Zhu Bajie originally held the title of Marshall of the Heavenly Canopy commander-in-chief of 80,000 Heavenly Navy Soldiers. When Sun Wu Kong was born, he was a giant demon. Tianpéng Yuánshuai defeated him and he was granted his present title. He was later banished, however, for misbehaviour. At a party organized for all the significant figures in Heaven, Bajie saw the Goddess of the Moon for the first time and was captivated by her beauty. Following a drunken attempt to get close to her, she reported this to the Jade Emperor and thus he was banished to Earth. In some retellings of the story, his banishment is linked to Sun Wukong’s downfall. In any case, he was exiled from Heaven and sent to be reincarnated on Earth, where by mishap he fell into a pig farm and was reborn as a man-eating pig-monster known as Zhu Gangliè ( the “steel-maned pig”).
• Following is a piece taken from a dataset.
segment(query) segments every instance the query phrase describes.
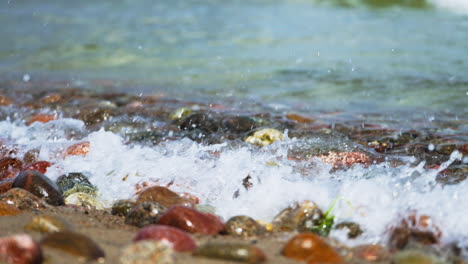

In the earlier portions of Journey to the West, Wukong and Xuanzang come to Gao village and find that a daughter of the village elder had been kidnapped and the abductor left a note demanding marriage. After some investigations, Wukong found out that Bajie was the “villain” behind this. He fought with Wukong, but ended the fight when he learned that Wukong is a servant of Xuanzang, revealing that he had been recruited by Guanyin to join their pilgrimage and make atonements for his sins (those that had got him thrown out of Heaven, and the many he had racked up since).

Like his fellow disciples, Bajie has supernatural powers. He knows 36 transformations. Like his fellow disciple, Sha Wujing, his combat skills underwater are superior to that of Wukong. The novel makes use of constant alchemical imagery and Bajie is most closely linked to the Wood element, as seen by another one of his nicknames, Mùmu (“Wood-Mother”).

At the end of the novel, most of Bajie’s fellow pilgrims achieve enlightenment and become buddhas or arhats, but he does not; although much improved, he is still too much a creature of his base desires. He is instead rewarded for his part in the pilgrimage’s success with a job as “Cleanser of the Altars” and all the leftovers he can eat.

As a weapon, he wields a jiuchi-dingpá, a nine-tooth (jiuchi) iron muck-rake (dingpá) from Heaven that weighs roughly 5,048 kilos (or roughly 11,129 pounds).